The disappointing aspect was not the author participation (which was in line with our expectations) or general levels of interest and web traffic (both good), but the number and average quality of the comments. So either (i) open peer review doesn’t work, (ii) the particular approach we used doesn’t work, or (iii) scientists aren’t ready for it yet. The trial results alone don’t allow us to tease apart these possibilities, but my personal bias is to favour (iii), and perhaps (ii), rather than (i).

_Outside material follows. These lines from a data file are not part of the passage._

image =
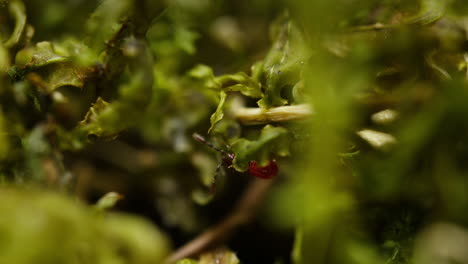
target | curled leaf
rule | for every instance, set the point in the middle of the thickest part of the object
(219, 114)
(282, 66)
(17, 9)
(108, 201)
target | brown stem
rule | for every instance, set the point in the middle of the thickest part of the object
(244, 212)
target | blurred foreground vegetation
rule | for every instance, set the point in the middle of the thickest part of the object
(362, 104)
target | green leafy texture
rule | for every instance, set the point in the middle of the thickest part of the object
(4, 144)
(187, 261)
(430, 11)
(273, 141)
(221, 256)
(17, 10)
(185, 39)
(238, 82)
(128, 110)
(42, 54)
(219, 113)
(282, 66)
(108, 201)
(106, 21)
(48, 70)
(40, 219)
(90, 124)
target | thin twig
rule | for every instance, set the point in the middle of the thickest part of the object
(275, 114)
(244, 212)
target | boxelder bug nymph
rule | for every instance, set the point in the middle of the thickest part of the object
(266, 172)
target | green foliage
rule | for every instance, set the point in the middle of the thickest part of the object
(34, 222)
(362, 104)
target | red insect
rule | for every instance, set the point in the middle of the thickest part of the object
(266, 172)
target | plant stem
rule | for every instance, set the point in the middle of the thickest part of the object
(253, 116)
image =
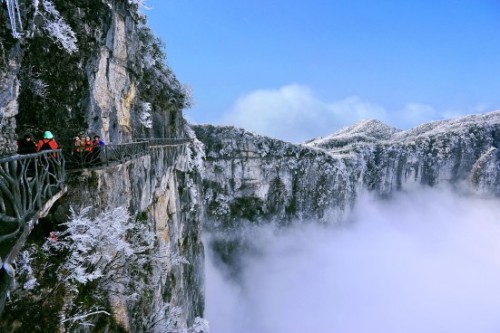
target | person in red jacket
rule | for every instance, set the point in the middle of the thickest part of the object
(47, 143)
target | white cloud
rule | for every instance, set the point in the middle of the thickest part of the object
(294, 113)
(422, 262)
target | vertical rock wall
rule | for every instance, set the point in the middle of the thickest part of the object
(162, 188)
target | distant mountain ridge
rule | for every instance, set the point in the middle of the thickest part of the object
(269, 178)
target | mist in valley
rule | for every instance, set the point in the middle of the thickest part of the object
(426, 261)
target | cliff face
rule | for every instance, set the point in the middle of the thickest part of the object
(91, 67)
(160, 190)
(254, 177)
(95, 67)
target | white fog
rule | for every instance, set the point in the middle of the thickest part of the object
(427, 261)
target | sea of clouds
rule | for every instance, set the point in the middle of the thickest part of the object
(426, 261)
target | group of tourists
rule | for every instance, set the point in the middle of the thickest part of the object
(86, 145)
(28, 146)
(83, 147)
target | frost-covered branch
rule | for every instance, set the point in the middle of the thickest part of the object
(145, 114)
(14, 17)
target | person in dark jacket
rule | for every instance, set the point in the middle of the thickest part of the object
(47, 143)
(26, 145)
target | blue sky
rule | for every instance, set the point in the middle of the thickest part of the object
(301, 69)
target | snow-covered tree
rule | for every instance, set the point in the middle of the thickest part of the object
(14, 17)
(56, 26)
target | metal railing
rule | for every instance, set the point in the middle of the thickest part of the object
(105, 155)
(165, 141)
(26, 183)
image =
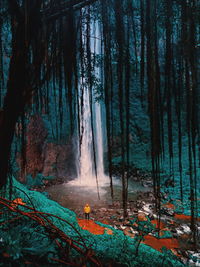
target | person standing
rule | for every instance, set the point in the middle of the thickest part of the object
(87, 210)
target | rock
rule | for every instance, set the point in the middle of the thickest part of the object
(167, 211)
(142, 216)
(102, 209)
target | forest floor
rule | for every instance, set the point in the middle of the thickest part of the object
(174, 234)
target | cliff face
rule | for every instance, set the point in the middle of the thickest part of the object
(45, 157)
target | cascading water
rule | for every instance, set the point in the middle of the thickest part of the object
(91, 145)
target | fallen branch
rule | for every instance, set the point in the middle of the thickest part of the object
(42, 218)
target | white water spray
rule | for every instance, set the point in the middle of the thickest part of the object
(91, 148)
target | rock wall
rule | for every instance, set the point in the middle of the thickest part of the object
(45, 157)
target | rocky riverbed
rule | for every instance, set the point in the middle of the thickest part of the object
(175, 233)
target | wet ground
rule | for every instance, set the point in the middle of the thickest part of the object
(140, 203)
(75, 197)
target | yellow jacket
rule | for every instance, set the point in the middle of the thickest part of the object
(87, 209)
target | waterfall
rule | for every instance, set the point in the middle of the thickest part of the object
(91, 145)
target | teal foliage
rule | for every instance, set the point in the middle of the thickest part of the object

The fact that the scientific literature migrated online relatively soon after the emergence of the web often leads people to believe that, among all segments of society, scientists are trailblazers in this medium. In fact, scientists as a whole are very conservative when it comes to making the most of information technology. Academic economists are keener bloggers, business people (as well as teenagers) make much heavier use of social networking applications, and law professors have a more obvious presence in virtual worlds like Second Life. Science will eventually catch up, and as a scientific communication company it’s Nature’s job to facilitate that. To that end, the Nature editorial concludes on a more positive note:

Another form of peer review emerges after publication, when work is replicated — or not. If this kind of discussion is to make it into the open, rather than be confined to gossip at conferences, it requires a forum where peers are able to comment on individual papers, with minimal editorial intervention. Would commenting on Nature papers be more widely adopted by researchers after they have been formally published than before? We intend to introduce this function next year, and find out.

One final point: Whilst contemplating the relative failure of a bottom-up, community-driven approach, at least in this particular trial, it’s also worth reminding ourselves that more traditional editorially driven approaches produce their own fair share of disasters. Take, for example the coverage of this very story in yesterday’s Wall Street Journal (in an article titled “Journal Nature Drops Open-Editing Experiment” that I’m afraid I can’t currently find online). In it the author:

  • Fails to distinguish between open peer review, open access and open editing (a la Wikipedia).
  • Refers to this as an “experiment” instead of a trial (see the first quote above for an explanation of why this is important).
  • Doesn’t acknowledge that this was always supposed to be a limited-time trial, which we have merely decided not to repeat or extend at this stage.

Compared to that clueless, misleading piece, Nature‘s open peer review trial was a big success — at least we learnt something from it.